Причина изменения в отношении крещеных евреев, а так же самосознания многих из них, на наш взгляд, вполне очевидна: секуляризация российского еврейства, все более стремительная и массовая (и при этом, в отличие от Европы, практически не знавшая промежуточных форм вроде реформизма межу традиционной ортодоксией и секулярной модерностью ). «Еврей-интеллигент, заменивший ермолку цилиндром, фаршированную щуку – икрой и даже субботний отдых, по необходимости, воскресным» , естественно, чем дальше, тем больше затруднялся конструировать свою еврейскую идентичность на основе религии. Еврейство воспринималось ими, прежде всего, как национальность, этничность: в отличие от своих западных соплеменников, российские евреи считали себя не поляками/немцами/французами «Моисеева закона», но именно русскими евреями; вслед за известным еврейским деятелем Слиозбергом объединяющим фактором для евреев России они полагали не религию, а этничность . Некоторые еврейские интеллектуалы – например, идишист Хаим Житловский, сторонник концепции еврейства как нации, объединенной народным языком (идиш) –даже предлагали развернутое теоретическое обоснование, почему еврей может исповедовать любую религию, не исключая христианства .
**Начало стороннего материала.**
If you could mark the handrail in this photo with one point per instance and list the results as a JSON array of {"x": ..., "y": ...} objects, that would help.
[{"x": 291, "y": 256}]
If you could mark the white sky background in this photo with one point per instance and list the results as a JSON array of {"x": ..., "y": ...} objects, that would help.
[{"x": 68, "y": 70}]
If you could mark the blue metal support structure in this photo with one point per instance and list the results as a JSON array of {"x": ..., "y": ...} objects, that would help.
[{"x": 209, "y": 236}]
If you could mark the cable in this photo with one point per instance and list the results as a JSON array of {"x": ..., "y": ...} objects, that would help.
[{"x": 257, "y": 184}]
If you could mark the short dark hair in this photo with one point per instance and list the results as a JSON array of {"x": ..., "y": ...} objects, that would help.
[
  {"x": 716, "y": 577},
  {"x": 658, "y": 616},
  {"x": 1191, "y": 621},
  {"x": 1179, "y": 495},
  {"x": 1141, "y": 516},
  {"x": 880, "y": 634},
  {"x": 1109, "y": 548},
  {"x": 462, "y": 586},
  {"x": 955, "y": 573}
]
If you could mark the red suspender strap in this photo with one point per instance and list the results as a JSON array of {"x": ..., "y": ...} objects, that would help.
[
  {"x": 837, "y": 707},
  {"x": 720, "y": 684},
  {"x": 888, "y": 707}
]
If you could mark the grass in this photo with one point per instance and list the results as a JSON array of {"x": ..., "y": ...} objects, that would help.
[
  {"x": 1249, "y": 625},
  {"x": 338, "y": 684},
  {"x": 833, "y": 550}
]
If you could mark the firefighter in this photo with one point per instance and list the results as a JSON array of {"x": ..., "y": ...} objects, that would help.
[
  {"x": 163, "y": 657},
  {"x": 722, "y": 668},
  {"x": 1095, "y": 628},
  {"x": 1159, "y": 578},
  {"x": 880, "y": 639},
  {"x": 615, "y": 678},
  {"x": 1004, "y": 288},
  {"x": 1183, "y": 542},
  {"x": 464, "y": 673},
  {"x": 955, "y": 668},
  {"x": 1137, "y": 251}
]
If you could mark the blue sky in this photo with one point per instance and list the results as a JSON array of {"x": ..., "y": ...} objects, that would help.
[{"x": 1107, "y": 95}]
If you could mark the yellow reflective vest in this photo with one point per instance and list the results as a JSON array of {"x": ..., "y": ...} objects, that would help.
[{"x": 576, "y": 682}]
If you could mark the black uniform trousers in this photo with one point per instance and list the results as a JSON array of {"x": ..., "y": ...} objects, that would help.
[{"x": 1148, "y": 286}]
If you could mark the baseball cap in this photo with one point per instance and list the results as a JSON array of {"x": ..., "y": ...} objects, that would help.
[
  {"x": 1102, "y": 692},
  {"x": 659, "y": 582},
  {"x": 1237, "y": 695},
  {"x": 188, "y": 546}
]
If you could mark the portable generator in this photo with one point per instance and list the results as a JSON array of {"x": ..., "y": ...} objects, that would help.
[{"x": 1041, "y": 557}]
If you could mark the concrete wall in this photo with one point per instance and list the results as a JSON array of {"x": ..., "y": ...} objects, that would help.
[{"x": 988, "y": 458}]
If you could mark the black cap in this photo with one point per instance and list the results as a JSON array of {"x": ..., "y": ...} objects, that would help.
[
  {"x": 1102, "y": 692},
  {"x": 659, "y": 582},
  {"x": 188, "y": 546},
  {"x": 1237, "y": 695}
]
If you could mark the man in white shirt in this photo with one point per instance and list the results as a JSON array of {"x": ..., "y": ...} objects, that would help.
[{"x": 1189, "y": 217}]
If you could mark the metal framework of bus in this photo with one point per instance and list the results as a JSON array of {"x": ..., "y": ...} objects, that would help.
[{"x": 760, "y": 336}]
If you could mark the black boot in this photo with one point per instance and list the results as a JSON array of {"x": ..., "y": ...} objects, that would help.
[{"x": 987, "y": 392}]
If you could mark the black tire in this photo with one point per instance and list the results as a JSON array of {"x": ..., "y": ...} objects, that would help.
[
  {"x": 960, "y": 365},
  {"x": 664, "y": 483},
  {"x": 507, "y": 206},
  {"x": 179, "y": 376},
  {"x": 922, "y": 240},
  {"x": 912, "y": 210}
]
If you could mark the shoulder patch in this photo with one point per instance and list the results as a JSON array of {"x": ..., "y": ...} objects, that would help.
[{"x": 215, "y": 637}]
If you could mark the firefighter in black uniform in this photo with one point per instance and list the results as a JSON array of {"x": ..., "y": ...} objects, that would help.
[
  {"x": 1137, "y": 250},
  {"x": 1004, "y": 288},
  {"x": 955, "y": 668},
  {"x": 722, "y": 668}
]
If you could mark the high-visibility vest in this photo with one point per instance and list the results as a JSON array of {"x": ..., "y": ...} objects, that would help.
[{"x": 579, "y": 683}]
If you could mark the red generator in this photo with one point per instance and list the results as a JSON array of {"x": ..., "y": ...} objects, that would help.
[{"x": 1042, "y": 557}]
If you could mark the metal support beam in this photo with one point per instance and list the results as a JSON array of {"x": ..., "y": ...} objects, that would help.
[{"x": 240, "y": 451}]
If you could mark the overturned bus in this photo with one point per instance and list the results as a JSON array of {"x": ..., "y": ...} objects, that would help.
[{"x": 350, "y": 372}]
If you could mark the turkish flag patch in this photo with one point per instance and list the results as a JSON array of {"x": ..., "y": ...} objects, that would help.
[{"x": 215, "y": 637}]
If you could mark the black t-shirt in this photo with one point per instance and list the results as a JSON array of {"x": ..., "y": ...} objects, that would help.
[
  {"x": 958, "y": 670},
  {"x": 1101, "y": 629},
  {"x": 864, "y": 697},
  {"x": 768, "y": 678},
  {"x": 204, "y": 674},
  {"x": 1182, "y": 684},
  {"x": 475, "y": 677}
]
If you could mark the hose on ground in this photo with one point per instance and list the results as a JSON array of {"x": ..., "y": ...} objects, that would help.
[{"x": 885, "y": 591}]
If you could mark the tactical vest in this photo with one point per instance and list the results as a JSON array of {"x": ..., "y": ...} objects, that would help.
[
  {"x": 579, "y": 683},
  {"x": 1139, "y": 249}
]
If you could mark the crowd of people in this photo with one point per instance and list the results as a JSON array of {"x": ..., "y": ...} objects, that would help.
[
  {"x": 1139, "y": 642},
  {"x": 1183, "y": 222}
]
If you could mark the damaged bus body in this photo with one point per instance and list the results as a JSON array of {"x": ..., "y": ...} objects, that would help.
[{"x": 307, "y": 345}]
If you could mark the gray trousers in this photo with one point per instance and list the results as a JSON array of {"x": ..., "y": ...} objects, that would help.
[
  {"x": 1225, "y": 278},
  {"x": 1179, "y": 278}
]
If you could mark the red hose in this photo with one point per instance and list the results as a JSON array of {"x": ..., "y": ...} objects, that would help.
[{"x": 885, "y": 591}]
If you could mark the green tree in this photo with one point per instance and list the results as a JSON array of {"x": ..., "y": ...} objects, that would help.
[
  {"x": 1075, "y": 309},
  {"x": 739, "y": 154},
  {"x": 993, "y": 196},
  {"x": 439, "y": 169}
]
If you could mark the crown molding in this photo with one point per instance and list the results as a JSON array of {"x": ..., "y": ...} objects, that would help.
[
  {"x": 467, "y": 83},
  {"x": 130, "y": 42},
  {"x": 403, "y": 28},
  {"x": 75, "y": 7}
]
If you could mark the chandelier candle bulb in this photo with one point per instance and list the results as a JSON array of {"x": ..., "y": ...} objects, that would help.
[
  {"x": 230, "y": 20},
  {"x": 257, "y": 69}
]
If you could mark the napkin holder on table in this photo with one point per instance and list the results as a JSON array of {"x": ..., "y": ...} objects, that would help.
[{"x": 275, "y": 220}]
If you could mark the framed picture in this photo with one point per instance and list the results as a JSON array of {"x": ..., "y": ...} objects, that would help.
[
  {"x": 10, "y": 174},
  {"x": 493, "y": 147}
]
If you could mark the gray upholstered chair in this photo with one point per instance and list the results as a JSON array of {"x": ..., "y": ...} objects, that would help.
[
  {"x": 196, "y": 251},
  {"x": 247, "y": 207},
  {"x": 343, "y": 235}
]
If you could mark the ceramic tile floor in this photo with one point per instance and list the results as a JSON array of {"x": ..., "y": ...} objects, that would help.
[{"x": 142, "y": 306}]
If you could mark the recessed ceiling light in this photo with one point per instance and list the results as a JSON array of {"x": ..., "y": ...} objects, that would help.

Разумеется, это касалось, прежде всего, достаточно узких прослоек, а не традиционных масс местечкового еврейства. (Впрочем, картина и здесь была не столь однозначной, как нередко считают ). Однако невозможно отрицать, что это было достаточно массовое и заметное явление.
В советские времена еврейство окончательно станет национальностью, не связанной с религией . Однако этот процесс начался еще до революции – и был замечен и учтен, в том числе, царскими властями в их антиеврейской политике.